В действительности, у меня такое впечатление, что российская политическая машина ставит скорее на него, чем на Зеленского. И задача в том, что касается вот этих пропагандистских медиа, которые, в общем-то, к журналистике имеют крайне малое отношение, а в действительности исполняют ту программу, которая им написана совершенно в другом месте, а именно в администрации президента, их задача заключается в том, чтобы дать сигнал украинскому избирателю или, во всяком случае, попытаться дать такой сигнал, что вот, смотрите, нам очень нравится Зеленский, а вы, значит, за него поэтому не голосуйте. Потому что действительно огромное большинство украинских избирателей сегодня настроено крайне антироссийски, понятно, почему, люди имеют большие и справедливые претензии по поводу той войны, которую Россия, по меньшей мере, поддерживает в Восточной Украине, а в значительной мере и ведет в Восточной Украине, если иметь в виду нескончаемые поставки, поток непрекращающийся туда и людей, и горючего, и боеприпасов, и военной техники, и денег, главное. Так что, да, действительно, для украинского избирателя это красная тряпка, любая похвала на российском телевидении или в российской официальной прессе, для украинского избирателя — это повод задуматься над тем, а нужен ли нам такой кандидат.

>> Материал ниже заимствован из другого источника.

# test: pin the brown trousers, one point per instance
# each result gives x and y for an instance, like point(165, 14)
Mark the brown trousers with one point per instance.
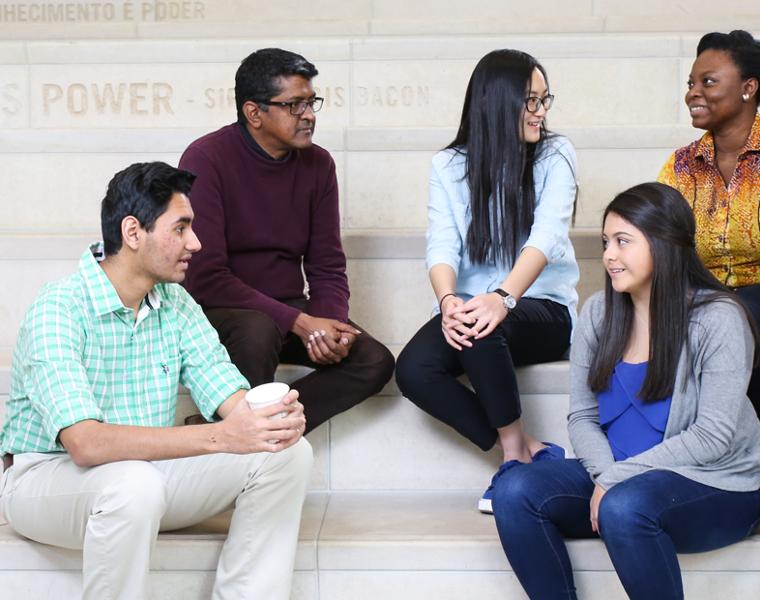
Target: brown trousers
point(256, 347)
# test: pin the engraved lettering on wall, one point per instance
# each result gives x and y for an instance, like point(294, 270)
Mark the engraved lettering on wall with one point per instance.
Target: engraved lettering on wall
point(128, 99)
point(84, 11)
point(393, 96)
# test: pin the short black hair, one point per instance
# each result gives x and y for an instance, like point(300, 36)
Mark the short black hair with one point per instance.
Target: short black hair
point(256, 78)
point(741, 46)
point(143, 191)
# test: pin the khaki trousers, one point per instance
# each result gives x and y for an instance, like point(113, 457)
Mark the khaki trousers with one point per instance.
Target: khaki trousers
point(113, 512)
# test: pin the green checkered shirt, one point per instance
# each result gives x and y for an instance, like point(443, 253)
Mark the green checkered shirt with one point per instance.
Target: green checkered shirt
point(81, 354)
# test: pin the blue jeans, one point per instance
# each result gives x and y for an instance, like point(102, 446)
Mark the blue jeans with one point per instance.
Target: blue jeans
point(643, 521)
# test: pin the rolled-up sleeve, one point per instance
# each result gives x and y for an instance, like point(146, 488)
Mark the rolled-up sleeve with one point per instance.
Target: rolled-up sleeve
point(59, 388)
point(444, 244)
point(556, 170)
point(206, 367)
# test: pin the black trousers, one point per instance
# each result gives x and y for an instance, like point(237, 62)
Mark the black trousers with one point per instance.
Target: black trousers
point(427, 369)
point(256, 347)
point(750, 294)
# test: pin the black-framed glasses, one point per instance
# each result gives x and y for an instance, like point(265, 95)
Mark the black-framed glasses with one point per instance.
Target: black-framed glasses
point(533, 102)
point(298, 107)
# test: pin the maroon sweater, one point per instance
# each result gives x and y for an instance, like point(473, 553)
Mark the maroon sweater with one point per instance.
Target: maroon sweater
point(257, 219)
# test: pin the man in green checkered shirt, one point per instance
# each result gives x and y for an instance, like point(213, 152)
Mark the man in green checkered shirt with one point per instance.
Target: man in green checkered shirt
point(92, 458)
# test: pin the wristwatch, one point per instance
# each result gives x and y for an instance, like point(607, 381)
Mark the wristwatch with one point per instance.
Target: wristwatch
point(507, 299)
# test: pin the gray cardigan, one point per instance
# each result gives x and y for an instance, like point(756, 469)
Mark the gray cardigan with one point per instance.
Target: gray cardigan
point(712, 435)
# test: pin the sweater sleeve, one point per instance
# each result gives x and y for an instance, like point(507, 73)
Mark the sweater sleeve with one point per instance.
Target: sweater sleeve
point(209, 278)
point(722, 363)
point(324, 262)
point(589, 441)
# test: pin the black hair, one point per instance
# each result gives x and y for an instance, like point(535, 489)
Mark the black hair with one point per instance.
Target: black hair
point(743, 49)
point(680, 283)
point(499, 164)
point(143, 191)
point(257, 77)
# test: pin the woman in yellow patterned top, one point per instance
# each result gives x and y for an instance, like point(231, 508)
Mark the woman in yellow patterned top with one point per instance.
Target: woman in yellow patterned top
point(719, 174)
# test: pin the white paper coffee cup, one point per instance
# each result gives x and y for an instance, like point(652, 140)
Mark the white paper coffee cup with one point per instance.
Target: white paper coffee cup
point(266, 394)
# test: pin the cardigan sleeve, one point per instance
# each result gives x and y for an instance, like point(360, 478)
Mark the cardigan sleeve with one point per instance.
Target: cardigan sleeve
point(720, 351)
point(589, 441)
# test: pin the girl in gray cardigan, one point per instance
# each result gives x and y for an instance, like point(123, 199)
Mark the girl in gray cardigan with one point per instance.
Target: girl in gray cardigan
point(667, 442)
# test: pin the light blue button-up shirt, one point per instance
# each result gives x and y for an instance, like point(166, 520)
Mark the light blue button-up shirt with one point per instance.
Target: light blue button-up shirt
point(449, 218)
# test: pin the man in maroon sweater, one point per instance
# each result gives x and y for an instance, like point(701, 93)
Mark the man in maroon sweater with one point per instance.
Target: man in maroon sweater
point(266, 205)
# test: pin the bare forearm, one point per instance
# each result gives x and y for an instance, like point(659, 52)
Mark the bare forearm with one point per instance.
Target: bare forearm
point(92, 443)
point(525, 271)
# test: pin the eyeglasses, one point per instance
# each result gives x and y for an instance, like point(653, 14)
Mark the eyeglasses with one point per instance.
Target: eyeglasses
point(533, 102)
point(296, 108)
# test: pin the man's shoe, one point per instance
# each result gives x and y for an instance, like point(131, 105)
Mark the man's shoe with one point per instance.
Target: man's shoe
point(484, 504)
point(551, 452)
point(196, 419)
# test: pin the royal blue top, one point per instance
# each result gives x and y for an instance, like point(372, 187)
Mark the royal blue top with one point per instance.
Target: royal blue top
point(631, 424)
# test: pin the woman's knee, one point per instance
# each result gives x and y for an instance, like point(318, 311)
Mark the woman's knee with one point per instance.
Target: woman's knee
point(624, 508)
point(515, 491)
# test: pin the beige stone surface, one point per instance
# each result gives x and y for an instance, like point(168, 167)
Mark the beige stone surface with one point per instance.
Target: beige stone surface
point(541, 46)
point(425, 454)
point(606, 173)
point(702, 8)
point(607, 91)
point(223, 50)
point(12, 53)
point(15, 299)
point(391, 298)
point(386, 189)
point(84, 96)
point(14, 112)
point(483, 9)
point(181, 585)
point(536, 23)
point(67, 190)
point(409, 93)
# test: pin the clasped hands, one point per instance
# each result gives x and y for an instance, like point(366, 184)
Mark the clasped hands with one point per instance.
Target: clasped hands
point(327, 341)
point(463, 321)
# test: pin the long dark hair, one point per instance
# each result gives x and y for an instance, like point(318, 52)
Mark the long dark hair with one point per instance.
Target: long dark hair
point(499, 165)
point(680, 283)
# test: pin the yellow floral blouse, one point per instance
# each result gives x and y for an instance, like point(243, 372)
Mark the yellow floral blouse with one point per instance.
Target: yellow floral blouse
point(728, 218)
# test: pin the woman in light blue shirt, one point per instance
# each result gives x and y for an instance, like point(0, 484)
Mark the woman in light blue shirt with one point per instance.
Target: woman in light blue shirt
point(502, 197)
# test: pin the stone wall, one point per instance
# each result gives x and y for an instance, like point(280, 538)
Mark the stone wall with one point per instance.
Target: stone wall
point(87, 87)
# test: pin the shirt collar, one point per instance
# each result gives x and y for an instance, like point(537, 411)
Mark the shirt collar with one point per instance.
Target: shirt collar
point(102, 294)
point(706, 144)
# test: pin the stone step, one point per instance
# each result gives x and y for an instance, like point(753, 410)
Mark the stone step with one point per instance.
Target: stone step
point(390, 430)
point(406, 546)
point(391, 295)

С другой стороны я не сомневаюсь в том, что действительно здесь немало людей, которые смотрят на Украину, и смотрят, я бы сказал, с сожалением на то, что там происходит. Один из таких людей я, скажу вам откровенно. Я несколько раз про это уже говорил, мне кажется, что российское руководство добилось от украинского руководства, успешно добилось того, что руководство Украины сделало в последнее время несколько грубых глупостей. Все они объясняются, я думаю, тем же, они объясняются войной, и обычно украинские политики говорят, что Украина имела право на такое решение, я в этом совершенно не сомневаюсь, да, действительно имела право, но не была обязана. Здесь некоторая разница между тем, что ты вправе делать, и что ты должен делать.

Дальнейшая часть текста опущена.